Mr Hollande will have a dozen government ministers in tow when he arrives Wednesday to hold meetings with Algerian president Abdelaziz Bouteflika, make a speech in parliament and give a talk at a university in the city of Tlemcen.
"We hope that the visit of Francois Hollande will mark a new stage in our bilateral relations which are expected to deepen," said Mr Bouteflika last week.
Officials in Paris have also been talking up the trip, dubbing it a "historic" moment in relations that remain thorny half a century after a bloody war of independence ended 132 years of French colonisation.
The two states are bound together by a network of human, economic and cultural ties, with more than half a million Algerians living in France and hundreds of thousands of others holding French nationality.
Algeria is an important supplier of oil to France, hundreds of French businesses operate there, and France is its top trade partner. The north African state is also a strategic partner in France's fight against Islamic extremists.
But the past still casts a long shadow over France's links with Algeria.
Efforts to draw up a "Treaty of Friendship" in recent years have failed, mostly because Algeria insists France must first make an act of official repentance for the torture and massacres its troops carried out in colonial days.
Mr Bouteflika said, after Mr Hollande's election victory over Nicolas Sarkozy in May, that "only an objective reading of history" would allow France and Algeria to overcome the "painful" legacy of the past.
Last month, his government made a fresh demand for France to admit its massacres, while the country's foreign minister said he hoped Mr Hollande would deliver "the clarifications the Algerian people are waiting for".
Mr Hollande in October recognised the "bloody repression" of Algerian protesters by police in Paris in October 1961, which historians say killed dozens, possibly hundreds.
But he is unlikely to go much further during his trip to Algeria.
"History must serve to build the future and not to prevent it," he said last month.
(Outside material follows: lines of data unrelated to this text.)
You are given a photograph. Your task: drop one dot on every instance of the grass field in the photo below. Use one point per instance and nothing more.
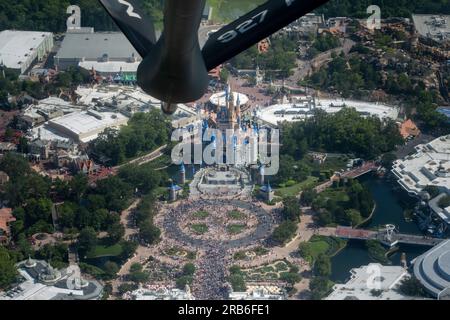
(228, 10)
(319, 245)
(105, 251)
(297, 188)
(235, 228)
(236, 215)
(199, 228)
(200, 215)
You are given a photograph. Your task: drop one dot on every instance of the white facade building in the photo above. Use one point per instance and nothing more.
(86, 126)
(304, 108)
(20, 49)
(371, 282)
(429, 166)
(254, 293)
(154, 292)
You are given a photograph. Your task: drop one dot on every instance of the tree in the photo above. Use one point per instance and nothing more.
(183, 281)
(308, 196)
(319, 286)
(291, 209)
(224, 75)
(388, 160)
(115, 233)
(412, 287)
(444, 202)
(237, 280)
(189, 269)
(78, 186)
(433, 191)
(291, 277)
(284, 232)
(149, 233)
(87, 240)
(8, 271)
(67, 215)
(136, 267)
(322, 266)
(111, 268)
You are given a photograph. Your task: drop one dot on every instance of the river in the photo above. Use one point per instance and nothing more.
(389, 210)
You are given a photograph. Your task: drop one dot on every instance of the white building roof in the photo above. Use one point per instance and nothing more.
(433, 269)
(17, 46)
(87, 126)
(362, 283)
(110, 66)
(256, 292)
(292, 112)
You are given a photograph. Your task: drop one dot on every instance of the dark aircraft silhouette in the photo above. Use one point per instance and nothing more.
(174, 67)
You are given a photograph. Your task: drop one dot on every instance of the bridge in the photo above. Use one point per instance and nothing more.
(387, 236)
(358, 172)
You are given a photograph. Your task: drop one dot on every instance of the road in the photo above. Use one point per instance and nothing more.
(204, 30)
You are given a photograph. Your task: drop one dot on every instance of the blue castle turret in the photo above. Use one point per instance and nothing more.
(182, 174)
(173, 191)
(267, 192)
(262, 172)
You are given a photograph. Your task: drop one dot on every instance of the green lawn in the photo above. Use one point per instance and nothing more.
(318, 245)
(199, 228)
(200, 215)
(105, 251)
(338, 195)
(297, 188)
(236, 215)
(229, 10)
(235, 228)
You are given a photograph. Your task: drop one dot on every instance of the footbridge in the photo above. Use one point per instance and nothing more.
(387, 235)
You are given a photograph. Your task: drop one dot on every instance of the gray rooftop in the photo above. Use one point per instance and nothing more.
(433, 268)
(93, 46)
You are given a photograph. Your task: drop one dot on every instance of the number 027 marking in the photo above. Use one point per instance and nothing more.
(244, 27)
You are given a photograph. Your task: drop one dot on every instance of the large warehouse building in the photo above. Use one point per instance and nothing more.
(86, 126)
(19, 50)
(106, 52)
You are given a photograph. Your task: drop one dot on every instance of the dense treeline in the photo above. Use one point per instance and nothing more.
(87, 210)
(343, 132)
(398, 8)
(50, 15)
(11, 85)
(145, 132)
(346, 204)
(356, 76)
(280, 57)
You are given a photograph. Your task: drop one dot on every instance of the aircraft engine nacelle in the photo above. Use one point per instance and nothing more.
(174, 71)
His aides say that he is prepared to take a lucid look at the past but is not going to take the road of official repentance.
The second major issue Hollande will tackle during the Algeria trip is Mali.
The west African regional bloc ECOWAS wants to deploy a 3,300-strong intervention force to drive out Islamists who have seized half the country. The bloc is being backed by western powers who fear the zone could become a haven for terrorists.
Algeria, the regional powerhouse which shares hundreds of kilometres of border with Mali, is seen as key to any military operation but has long adhered to a policy of non-interference in the internal affairs of another state.
It did not oppose a UN resolution authorising the possible military intervention if dialogue fails, but Mr Bouteflika said he favoured a "negotiated political solution between the Malian government and rebels who clearly distance themselves from terrorist and criminal activity".